You’ve probably heard a lot about digestion and its importance to animal health. But what about absorption? If digestibility is good, do you need to worry about absorption?

The answer is yes! While good digestion is required to break the nutrients from feed into molecules small enough for the animal to absorb, consuming and digesting feed is not the end of the story. The animal still needs to be able to absorb molecules into the bloodstream and put them to use for energy, growth and repair. The amount of a nutrient that actually gets absorbed into the animal’s bloodstream varies greatly between different animals and different nutrients. On the lower end of the spectrum, the absorption of some essential nutrients, such as calcium, is less than 30%, leaving the majority of that nutrient unusable by the animal¹.

There are two types of absorption that occur in the intestine – passive diffusion or transport and active transport. Passive transport is a simple process that moves molecules across the intestine using a gradient. That is, molecules move from an area of high concentration (in the intestine) to an area of low concentration (in circulating blood). Active transport, on the other hand, is a more complex process that requires metabolic energy to be expended for the molecule to move across the membrane. Interestingly, while digestion differs greatly between ruminants and non-ruminants, these general mechanisms for absorption of molecules are largely the same across species.

The total absorption of nutrients by the animal is affected by many factors, including stress, the need for and source of a particular nutrient and overall gut health. Research on the ability of feed additives to increase absorption has been limited and, in many instances, it is impossible to separate the effect of increased digestion from a possible improvement in absorption. One way to accurately determine absorptive capacity is by a Ussing chamber, which can detect and quantify transport and barrier functions of living tissue. Ussing chamber experiments with Amaferm®, BioZyme®’s precision prebiotic, have demonstrated up to a 30% increase in absorptive capacity².

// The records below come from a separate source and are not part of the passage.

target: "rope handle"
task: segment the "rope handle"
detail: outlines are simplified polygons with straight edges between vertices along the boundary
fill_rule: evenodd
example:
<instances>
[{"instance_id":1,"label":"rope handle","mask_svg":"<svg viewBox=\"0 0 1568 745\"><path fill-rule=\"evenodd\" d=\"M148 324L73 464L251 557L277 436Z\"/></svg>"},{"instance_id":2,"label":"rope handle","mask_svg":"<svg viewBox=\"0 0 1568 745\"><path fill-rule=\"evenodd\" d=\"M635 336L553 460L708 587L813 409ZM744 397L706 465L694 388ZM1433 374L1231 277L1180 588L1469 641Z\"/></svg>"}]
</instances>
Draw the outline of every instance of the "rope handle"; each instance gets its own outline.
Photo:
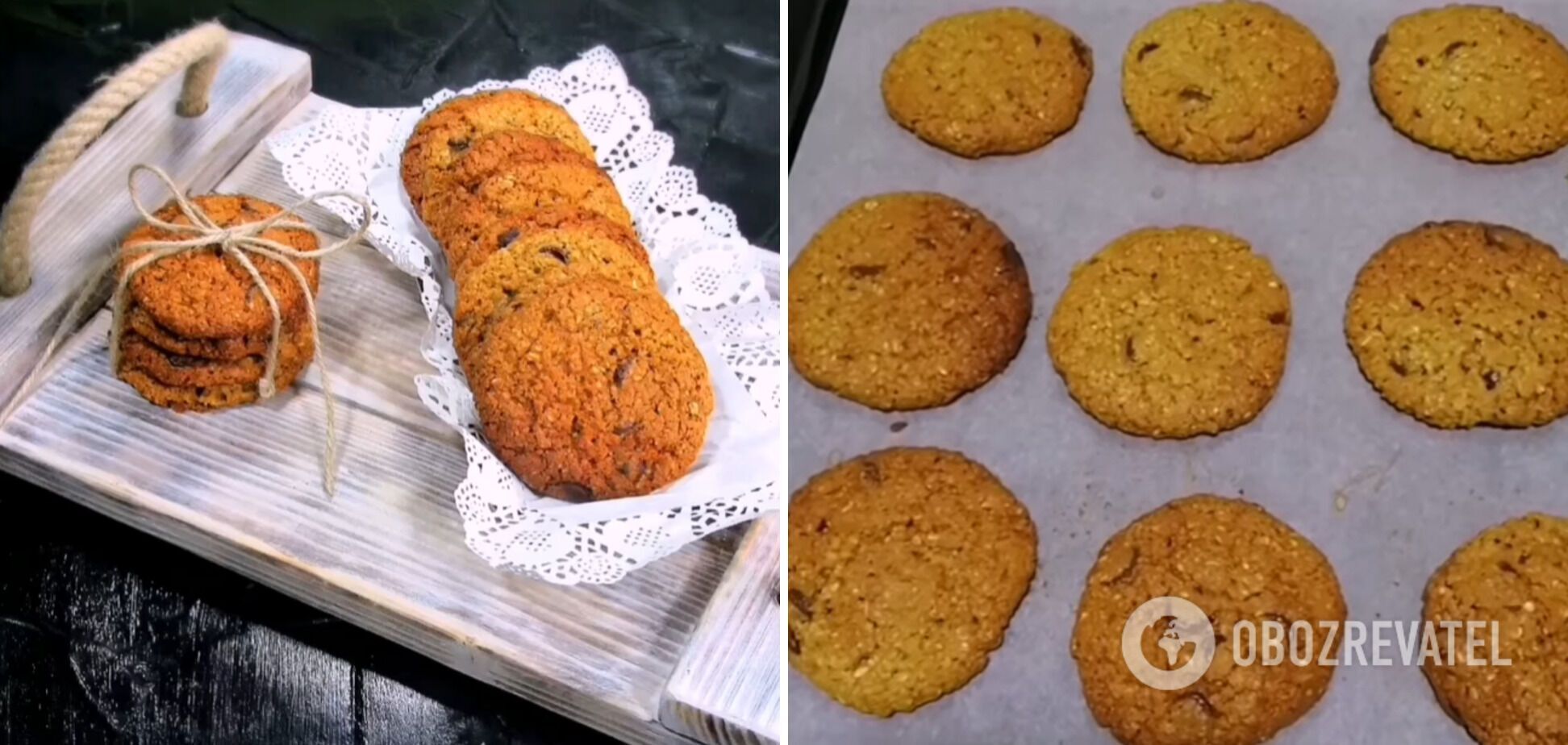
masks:
<instances>
[{"instance_id":1,"label":"rope handle","mask_svg":"<svg viewBox=\"0 0 1568 745\"><path fill-rule=\"evenodd\" d=\"M229 30L218 22L201 24L171 36L110 75L102 88L72 111L53 135L49 135L49 141L17 179L16 191L11 193L0 216L0 296L20 295L31 284L33 218L38 216L44 198L82 152L132 104L179 69L185 71L185 85L180 88L174 113L204 114L212 82L218 77L218 66L227 52Z\"/></svg>"}]
</instances>

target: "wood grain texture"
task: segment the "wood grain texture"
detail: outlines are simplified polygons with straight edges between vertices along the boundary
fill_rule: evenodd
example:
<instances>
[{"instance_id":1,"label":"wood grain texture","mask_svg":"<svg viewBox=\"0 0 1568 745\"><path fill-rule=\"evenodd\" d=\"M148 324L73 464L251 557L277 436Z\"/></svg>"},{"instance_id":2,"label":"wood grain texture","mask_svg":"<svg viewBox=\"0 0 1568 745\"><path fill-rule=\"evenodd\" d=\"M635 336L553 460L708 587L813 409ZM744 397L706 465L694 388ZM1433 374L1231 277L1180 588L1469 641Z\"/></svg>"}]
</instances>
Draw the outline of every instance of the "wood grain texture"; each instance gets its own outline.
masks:
<instances>
[{"instance_id":1,"label":"wood grain texture","mask_svg":"<svg viewBox=\"0 0 1568 745\"><path fill-rule=\"evenodd\" d=\"M779 742L779 513L751 524L687 645L660 707L702 742Z\"/></svg>"},{"instance_id":2,"label":"wood grain texture","mask_svg":"<svg viewBox=\"0 0 1568 745\"><path fill-rule=\"evenodd\" d=\"M310 58L304 52L235 35L205 114L174 114L180 75L171 75L88 147L33 223L33 285L0 300L0 408L39 361L89 270L136 223L125 196L130 165L158 165L176 182L207 191L309 89ZM91 218L83 220L86 215Z\"/></svg>"},{"instance_id":3,"label":"wood grain texture","mask_svg":"<svg viewBox=\"0 0 1568 745\"><path fill-rule=\"evenodd\" d=\"M332 105L312 96L281 125ZM132 162L93 168L122 184ZM216 190L296 199L265 146ZM107 312L0 427L0 467L627 742L776 742L776 519L739 552L713 536L608 587L491 569L452 503L461 439L414 392L428 372L414 281L370 248L339 253L320 312L343 438L336 500L320 492L318 370L267 405L172 414L108 373ZM0 329L13 314L0 304Z\"/></svg>"}]
</instances>

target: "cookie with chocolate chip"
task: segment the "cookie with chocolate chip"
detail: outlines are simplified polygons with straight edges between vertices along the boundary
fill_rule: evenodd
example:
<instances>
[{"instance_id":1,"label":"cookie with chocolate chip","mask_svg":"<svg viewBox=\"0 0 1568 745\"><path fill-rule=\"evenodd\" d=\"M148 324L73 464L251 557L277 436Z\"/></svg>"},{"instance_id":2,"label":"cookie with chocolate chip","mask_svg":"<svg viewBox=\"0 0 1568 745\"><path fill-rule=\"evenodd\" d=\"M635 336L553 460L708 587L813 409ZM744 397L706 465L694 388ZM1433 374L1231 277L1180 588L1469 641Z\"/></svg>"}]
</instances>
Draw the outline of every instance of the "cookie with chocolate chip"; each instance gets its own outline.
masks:
<instances>
[{"instance_id":1,"label":"cookie with chocolate chip","mask_svg":"<svg viewBox=\"0 0 1568 745\"><path fill-rule=\"evenodd\" d=\"M209 194L191 198L218 227L234 227L270 218L282 207L252 196ZM172 224L190 224L179 205L168 204L157 218ZM310 253L318 246L315 232L273 227L262 238ZM165 231L143 224L121 243L121 271L141 256L138 245L147 242L172 242L190 238L190 234ZM299 285L295 274L281 262L248 254L256 270L265 279L278 311L285 320L306 314L306 293L314 295L320 285L321 265L317 259L290 259L306 278ZM196 339L267 337L273 329L273 311L251 278L249 271L234 257L213 249L187 251L158 259L132 278L130 303L140 307L157 326L169 334Z\"/></svg>"},{"instance_id":2,"label":"cookie with chocolate chip","mask_svg":"<svg viewBox=\"0 0 1568 745\"><path fill-rule=\"evenodd\" d=\"M521 132L560 141L563 147L594 158L593 144L571 114L555 102L508 88L452 99L420 119L403 147L403 188L423 215L425 196L448 180L474 143L497 132Z\"/></svg>"},{"instance_id":3,"label":"cookie with chocolate chip","mask_svg":"<svg viewBox=\"0 0 1568 745\"><path fill-rule=\"evenodd\" d=\"M1149 144L1195 163L1258 160L1317 130L1339 94L1311 28L1273 6L1226 0L1145 25L1121 61L1121 96Z\"/></svg>"},{"instance_id":4,"label":"cookie with chocolate chip","mask_svg":"<svg viewBox=\"0 0 1568 745\"><path fill-rule=\"evenodd\" d=\"M1214 654L1187 687L1160 690L1134 676L1123 637L1149 601L1181 598L1207 615ZM1251 745L1301 718L1328 690L1339 649L1325 623L1345 621L1334 568L1305 536L1239 499L1192 496L1154 510L1113 535L1079 599L1073 660L1090 712L1127 745ZM1178 618L1178 621L1192 621ZM1251 632L1237 631L1248 623ZM1264 663L1267 623L1289 632L1289 654ZM1300 626L1298 626L1300 629ZM1185 670L1203 649L1196 634L1170 646L1165 624L1137 640L1154 671ZM1201 632L1198 632L1201 634ZM1192 646L1189 646L1192 645ZM1237 656L1236 645L1250 645ZM1237 659L1253 660L1250 665Z\"/></svg>"},{"instance_id":5,"label":"cookie with chocolate chip","mask_svg":"<svg viewBox=\"0 0 1568 745\"><path fill-rule=\"evenodd\" d=\"M950 196L861 199L789 274L789 353L817 387L884 411L942 406L1007 369L1033 312L996 223Z\"/></svg>"},{"instance_id":6,"label":"cookie with chocolate chip","mask_svg":"<svg viewBox=\"0 0 1568 745\"><path fill-rule=\"evenodd\" d=\"M1504 226L1427 223L1356 274L1345 339L1394 408L1441 428L1568 414L1568 262Z\"/></svg>"},{"instance_id":7,"label":"cookie with chocolate chip","mask_svg":"<svg viewBox=\"0 0 1568 745\"><path fill-rule=\"evenodd\" d=\"M1051 361L1107 427L1218 434L1256 417L1284 376L1290 292L1269 259L1207 227L1134 231L1073 270L1051 314Z\"/></svg>"},{"instance_id":8,"label":"cookie with chocolate chip","mask_svg":"<svg viewBox=\"0 0 1568 745\"><path fill-rule=\"evenodd\" d=\"M900 127L977 158L1043 147L1077 124L1094 60L1060 24L1018 8L936 20L883 71Z\"/></svg>"},{"instance_id":9,"label":"cookie with chocolate chip","mask_svg":"<svg viewBox=\"0 0 1568 745\"><path fill-rule=\"evenodd\" d=\"M1568 742L1568 519L1527 514L1482 532L1432 576L1422 615L1438 654L1421 668L1475 742ZM1444 623L1485 626L1449 637Z\"/></svg>"},{"instance_id":10,"label":"cookie with chocolate chip","mask_svg":"<svg viewBox=\"0 0 1568 745\"><path fill-rule=\"evenodd\" d=\"M425 226L452 262L475 224L544 210L585 210L627 229L632 215L610 176L557 140L500 132L478 140L425 199Z\"/></svg>"},{"instance_id":11,"label":"cookie with chocolate chip","mask_svg":"<svg viewBox=\"0 0 1568 745\"><path fill-rule=\"evenodd\" d=\"M502 238L508 238L505 245ZM527 234L508 231L495 243L497 251L458 279L453 337L464 359L483 343L495 318L525 309L561 282L597 276L632 290L659 292L630 231L604 218Z\"/></svg>"},{"instance_id":12,"label":"cookie with chocolate chip","mask_svg":"<svg viewBox=\"0 0 1568 745\"><path fill-rule=\"evenodd\" d=\"M789 508L789 662L844 706L913 712L985 670L1036 544L1024 505L960 453L881 450L823 471Z\"/></svg>"},{"instance_id":13,"label":"cookie with chocolate chip","mask_svg":"<svg viewBox=\"0 0 1568 745\"><path fill-rule=\"evenodd\" d=\"M1405 136L1479 163L1568 144L1568 49L1502 8L1402 16L1372 52L1372 97Z\"/></svg>"},{"instance_id":14,"label":"cookie with chocolate chip","mask_svg":"<svg viewBox=\"0 0 1568 745\"><path fill-rule=\"evenodd\" d=\"M467 372L491 449L560 499L630 497L681 478L713 414L707 362L674 311L599 276L499 317Z\"/></svg>"}]
</instances>

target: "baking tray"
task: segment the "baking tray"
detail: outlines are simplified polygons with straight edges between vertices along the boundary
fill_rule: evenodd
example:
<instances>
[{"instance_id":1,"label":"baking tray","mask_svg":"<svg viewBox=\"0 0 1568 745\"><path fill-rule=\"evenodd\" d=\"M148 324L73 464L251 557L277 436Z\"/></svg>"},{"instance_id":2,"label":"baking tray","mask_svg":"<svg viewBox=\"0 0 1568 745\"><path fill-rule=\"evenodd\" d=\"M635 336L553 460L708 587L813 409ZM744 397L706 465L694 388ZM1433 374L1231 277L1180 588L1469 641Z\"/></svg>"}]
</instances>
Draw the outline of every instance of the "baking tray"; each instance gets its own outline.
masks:
<instances>
[{"instance_id":1,"label":"baking tray","mask_svg":"<svg viewBox=\"0 0 1568 745\"><path fill-rule=\"evenodd\" d=\"M861 196L941 191L980 209L1018 243L1035 312L1018 359L985 387L930 411L883 414L792 372L790 489L845 458L894 445L956 449L1002 478L1040 530L1040 572L986 671L914 714L845 709L795 671L795 743L1113 742L1088 712L1069 638L1083 577L1112 533L1170 499L1242 496L1312 540L1333 561L1352 620L1421 618L1432 571L1486 525L1530 510L1568 514L1568 420L1535 430L1441 431L1388 406L1344 339L1356 271L1383 243L1428 220L1485 220L1568 246L1568 157L1465 163L1394 132L1367 88L1388 24L1435 0L1281 0L1339 67L1323 127L1256 163L1198 166L1156 151L1121 105L1127 39L1184 5L1030 2L1094 50L1077 127L1041 151L963 160L916 140L884 113L883 66L941 16L993 3L858 0L790 173L793 259ZM1510 9L1568 38L1568 3ZM1090 419L1046 354L1046 322L1074 263L1143 226L1234 232L1290 287L1284 381L1250 425L1217 438L1151 441ZM902 431L894 423L906 422ZM1279 743L1466 743L1414 667L1342 667L1328 695Z\"/></svg>"}]
</instances>

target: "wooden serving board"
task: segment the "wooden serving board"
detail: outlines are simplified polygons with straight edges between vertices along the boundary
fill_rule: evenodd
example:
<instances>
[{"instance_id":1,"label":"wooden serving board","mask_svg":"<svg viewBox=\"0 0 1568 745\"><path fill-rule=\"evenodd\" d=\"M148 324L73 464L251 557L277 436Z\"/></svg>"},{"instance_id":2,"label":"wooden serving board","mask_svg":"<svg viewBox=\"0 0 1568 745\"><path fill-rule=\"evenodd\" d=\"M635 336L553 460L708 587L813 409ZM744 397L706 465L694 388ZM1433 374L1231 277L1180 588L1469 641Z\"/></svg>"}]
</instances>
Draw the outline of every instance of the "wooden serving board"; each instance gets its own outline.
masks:
<instances>
[{"instance_id":1,"label":"wooden serving board","mask_svg":"<svg viewBox=\"0 0 1568 745\"><path fill-rule=\"evenodd\" d=\"M133 163L193 193L296 199L262 140L340 105L309 94L309 66L237 35L204 116L174 116L176 75L55 188L34 224L33 289L0 300L0 405L19 397L0 422L0 469L622 740L778 742L776 516L607 587L489 568L463 544L452 502L463 442L414 392L428 372L417 287L368 246L321 271L336 499L321 494L318 370L265 405L174 414L110 375L99 311L17 391L85 268L133 226ZM345 232L325 210L304 216Z\"/></svg>"}]
</instances>

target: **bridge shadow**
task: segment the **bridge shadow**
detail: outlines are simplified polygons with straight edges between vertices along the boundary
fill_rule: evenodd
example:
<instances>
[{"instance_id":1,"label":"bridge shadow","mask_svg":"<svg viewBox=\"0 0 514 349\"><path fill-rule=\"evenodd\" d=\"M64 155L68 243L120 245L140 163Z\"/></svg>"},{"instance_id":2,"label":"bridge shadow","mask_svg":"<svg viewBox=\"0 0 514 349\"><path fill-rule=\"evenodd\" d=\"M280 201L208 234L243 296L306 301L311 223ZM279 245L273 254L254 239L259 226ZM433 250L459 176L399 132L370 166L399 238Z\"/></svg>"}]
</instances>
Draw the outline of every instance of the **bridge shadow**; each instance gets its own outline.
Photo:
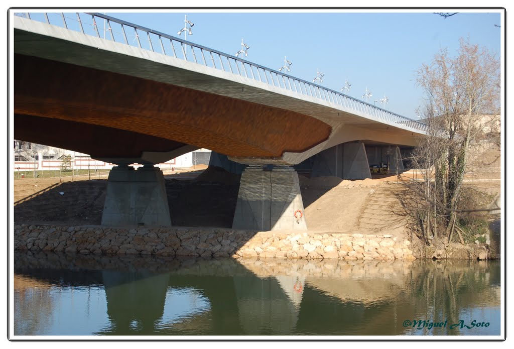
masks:
<instances>
[{"instance_id":1,"label":"bridge shadow","mask_svg":"<svg viewBox=\"0 0 514 349\"><path fill-rule=\"evenodd\" d=\"M239 191L238 177L236 181L225 183L195 178L202 172L190 173L190 177L185 179L182 176L180 179L171 177L166 180L172 225L231 228ZM38 185L48 186L34 193L34 184L15 180L15 223L101 224L106 180L49 185L40 182Z\"/></svg>"}]
</instances>

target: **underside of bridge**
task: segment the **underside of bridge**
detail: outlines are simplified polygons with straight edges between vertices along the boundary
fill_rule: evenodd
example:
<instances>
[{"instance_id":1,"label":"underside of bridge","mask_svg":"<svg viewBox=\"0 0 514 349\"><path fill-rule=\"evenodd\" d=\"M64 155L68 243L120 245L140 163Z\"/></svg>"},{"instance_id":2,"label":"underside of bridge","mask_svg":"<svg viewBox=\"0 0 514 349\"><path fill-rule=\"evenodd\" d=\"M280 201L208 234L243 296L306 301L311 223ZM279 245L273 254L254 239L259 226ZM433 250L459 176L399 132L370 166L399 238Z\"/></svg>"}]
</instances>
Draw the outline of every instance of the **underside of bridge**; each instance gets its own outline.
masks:
<instances>
[{"instance_id":1,"label":"underside of bridge","mask_svg":"<svg viewBox=\"0 0 514 349\"><path fill-rule=\"evenodd\" d=\"M291 166L359 139L415 143L400 124L340 116L263 83L14 20L14 138L117 164L109 174L105 225L170 225L163 177L153 165L204 148L250 165L242 177L234 228L305 229ZM365 153L360 145L343 150L356 159ZM134 171L127 166L133 162L144 166ZM276 167L268 171L267 164Z\"/></svg>"},{"instance_id":2,"label":"underside of bridge","mask_svg":"<svg viewBox=\"0 0 514 349\"><path fill-rule=\"evenodd\" d=\"M324 122L293 112L38 58L14 60L14 136L21 140L97 158L137 159L185 144L273 158L331 134Z\"/></svg>"}]
</instances>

Improvement in absorptive capacity can be further quantified into both active and passive transport by using active transport inhibitors like phlorizin in Ussing chamber experiments³. This shuts down the means of active transport, allowing researchers to determine if differences in overall absorption are primarily due to active or passive transport. The benefit to enhancing passive transport over active transport is it does not require energy. It is a cheap, easy way for the animal to absorb nutrients! Using these methods Amaferm has shown improvement in absorption by enhancing the passive transport of molecules from the gut into the bloodstream, giving the animal more nutrients to use without expending any additional energy.

Combined with Amaferm’s ability to improve feed intake and enhance digestibility by stimulating both the fungi and the bacteria in the gut, this increase in absorption of nutrients is key to maximizing overall animal health and performance.

  1. J.H Harrison and H.R. Conrad, J. of Dairy Sci., Vol. 67, No. 8, pg. 1860–1864.
  2. Ipharraguerre et al., Christian-Albrechts Univ., Kiel, Germany, 2016.
  3. J. Ehrenkranz et al., D. Metabolism Reseach and Rev., Vol. 21, No. 1, pg. 31–38.